Biden’s approach would involve creating a board to oversee test kit production and distribution. He would boost the federal government's role in establishing testing sites, including doubling the number of drive-thru sites. He would intervene more in the market to ensure that supplies are adequate and closely manage data reporting.
Biden would hire 100,000 workers to support states with tasks like tracing the contacts of infected people. Trump's approach is more state-led, with states getting $11 billion appropriated by Congress to use for testing-related activities, including contact tracing.
Georges Benjamin, executive director of the American Public Health Association, is encouraged by the Biden campaign’s emphasis on unified planning.
“There ought to be a common message about protecting the public, some understanding about the science, making sure that there is policy coherence on everything that you do, so that something that’s done on the economic side is in line with what’s done on the health side,” he said.
Having a detailed plan is important because “it takes more time and resources to clean it up on the back end if you don’t spend the time planning,” he said. “You can do it faster and easier, with less effort and making fewer mistakes.”
Many experts point to testing as an area where a stronger national strategy is needed. The Trump administration recently announced it would distribute 150 million rapid testing kits, with some sent to nursing homes and assisted living facilities, home health care organizations and certain colleges. States will also get tests, and the White House is encouraging their use in settings where they would make a difference, like schools.
Michael Mina, a Harvard T.H. Chan School of Public Health epidemiology professor, worries that the administration is distributing the tests in a way that will result in them being depleted too quickly.

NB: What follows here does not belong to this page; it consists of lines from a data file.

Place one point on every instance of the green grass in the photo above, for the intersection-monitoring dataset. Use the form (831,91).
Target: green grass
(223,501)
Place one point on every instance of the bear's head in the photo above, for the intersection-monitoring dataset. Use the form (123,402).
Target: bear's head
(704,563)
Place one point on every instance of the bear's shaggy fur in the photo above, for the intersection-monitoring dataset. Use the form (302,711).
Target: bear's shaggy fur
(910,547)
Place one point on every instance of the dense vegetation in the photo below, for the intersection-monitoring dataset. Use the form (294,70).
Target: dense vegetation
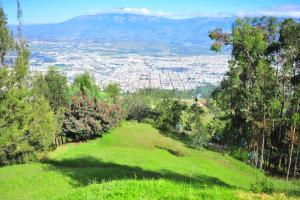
(39,112)
(254,114)
(260,94)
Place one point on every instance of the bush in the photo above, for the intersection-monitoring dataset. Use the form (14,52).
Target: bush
(86,118)
(262,185)
(241,154)
(136,108)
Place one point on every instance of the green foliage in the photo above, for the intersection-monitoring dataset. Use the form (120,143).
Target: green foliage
(136,108)
(168,113)
(56,90)
(27,125)
(262,185)
(85,84)
(259,94)
(6,39)
(128,163)
(241,154)
(86,118)
(113,90)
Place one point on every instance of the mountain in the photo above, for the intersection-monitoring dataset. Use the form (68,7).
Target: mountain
(130,27)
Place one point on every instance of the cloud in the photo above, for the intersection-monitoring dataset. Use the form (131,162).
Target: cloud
(280,11)
(138,11)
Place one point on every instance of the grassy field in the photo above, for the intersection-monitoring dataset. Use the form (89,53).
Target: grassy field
(136,161)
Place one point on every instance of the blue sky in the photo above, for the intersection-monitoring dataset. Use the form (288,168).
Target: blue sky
(52,11)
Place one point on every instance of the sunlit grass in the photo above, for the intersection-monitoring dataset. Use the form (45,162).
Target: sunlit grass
(133,160)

“Most states won’t necessarily have the expertise to figure out how to use these most appropriately,” he said. “I think there needs to be strong guidance from the [Centers for Disease Control and Prevention] about how to do this.”

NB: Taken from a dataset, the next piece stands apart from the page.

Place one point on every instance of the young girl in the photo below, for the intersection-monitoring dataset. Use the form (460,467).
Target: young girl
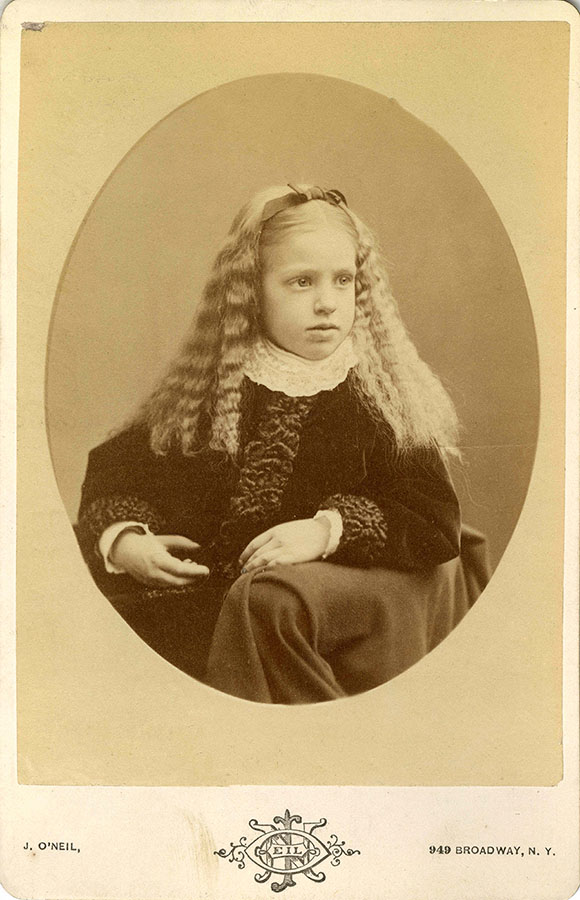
(276,519)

At the first presidential debate, Biden also highlighted his pledge to give schools and businesses resources to reopen safely. The Trump administration was criticized for a lack of coordinated planning on reopenings.

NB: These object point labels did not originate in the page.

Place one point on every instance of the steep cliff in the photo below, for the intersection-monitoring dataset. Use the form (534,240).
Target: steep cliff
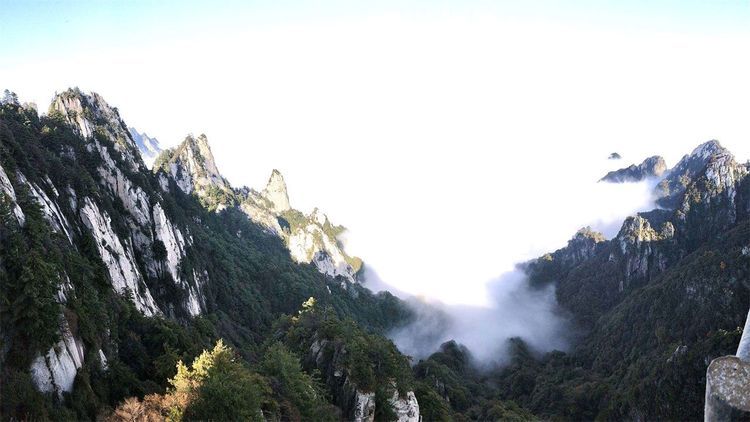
(651,167)
(108,275)
(311,239)
(655,304)
(148,146)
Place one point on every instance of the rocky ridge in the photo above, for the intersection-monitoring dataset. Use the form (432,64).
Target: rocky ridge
(148,146)
(650,167)
(311,238)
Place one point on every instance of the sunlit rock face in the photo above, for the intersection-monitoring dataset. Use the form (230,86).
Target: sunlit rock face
(192,166)
(311,239)
(55,371)
(7,188)
(148,146)
(119,167)
(676,180)
(651,167)
(357,405)
(406,408)
(727,390)
(118,258)
(639,244)
(275,192)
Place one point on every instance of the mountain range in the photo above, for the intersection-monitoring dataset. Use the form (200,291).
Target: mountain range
(115,276)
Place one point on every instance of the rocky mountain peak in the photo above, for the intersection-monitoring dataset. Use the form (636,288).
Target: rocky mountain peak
(192,166)
(276,193)
(93,118)
(148,146)
(650,167)
(676,180)
(582,246)
(708,149)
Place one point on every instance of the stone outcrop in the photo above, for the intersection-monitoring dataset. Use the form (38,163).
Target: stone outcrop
(311,239)
(275,193)
(357,405)
(728,384)
(670,190)
(651,167)
(55,372)
(192,166)
(639,245)
(148,146)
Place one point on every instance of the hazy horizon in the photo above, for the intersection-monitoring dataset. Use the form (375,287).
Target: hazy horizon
(441,136)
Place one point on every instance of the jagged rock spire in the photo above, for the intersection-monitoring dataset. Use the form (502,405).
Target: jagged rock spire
(85,112)
(670,190)
(192,166)
(275,192)
(650,167)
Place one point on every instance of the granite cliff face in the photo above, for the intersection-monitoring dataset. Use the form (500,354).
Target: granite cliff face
(311,239)
(148,146)
(110,272)
(650,167)
(125,246)
(665,296)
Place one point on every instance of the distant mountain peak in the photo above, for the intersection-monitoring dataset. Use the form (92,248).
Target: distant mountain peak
(670,189)
(276,192)
(650,167)
(708,149)
(148,146)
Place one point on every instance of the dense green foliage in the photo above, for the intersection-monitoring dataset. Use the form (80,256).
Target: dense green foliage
(252,281)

“We’re stuck with an ad hoc approach, state by state,” Allen said. ”Right now that’s happening to schools. We’re trying to figure it out school district by school district. This is not the way it should be done.”
He noted that earlier in the pandemic, a lack of coordination led to states competing over scarce protective equipment supplies that were overwhelmed by demand.
A more top-down approach may have its challenges, given conservatives' support for state rights and a distrust of federal mandates.
For example, Biden has said he would implement a mask mandate nationally if elected, an idea medical experts praised. But bipartisan groups like the National Governors Association said the idea is not uniformly backed by its members.
Biden also plans to expand the social safety net more aggressively than Trump and Senate Republicans want to, by expanding enrollment periods for people to buy individual health insurance, increasing federal Medicaid payments and offering people free COVID-19 tests regardless of their immigration status.
Biden also would push for sick leave policies that apply regardless of a business's size, extra pay for health care workers and stronger workplace safety standards.
Biden says he will listen to scientists and let them communicate with the public. By contrast, the White House sometimes blocked federal officials from testifying before Congress or conducting interviews and watered down CDC information.
"There's been a questioning of science and medicine, and in some cases an undermining of the scientific authority to get the information out about what we know and what we don't know. And that's left people, that's left states, that's left employers really on their own," said Kates. "Vice President Biden has said that he would fully embrace the science."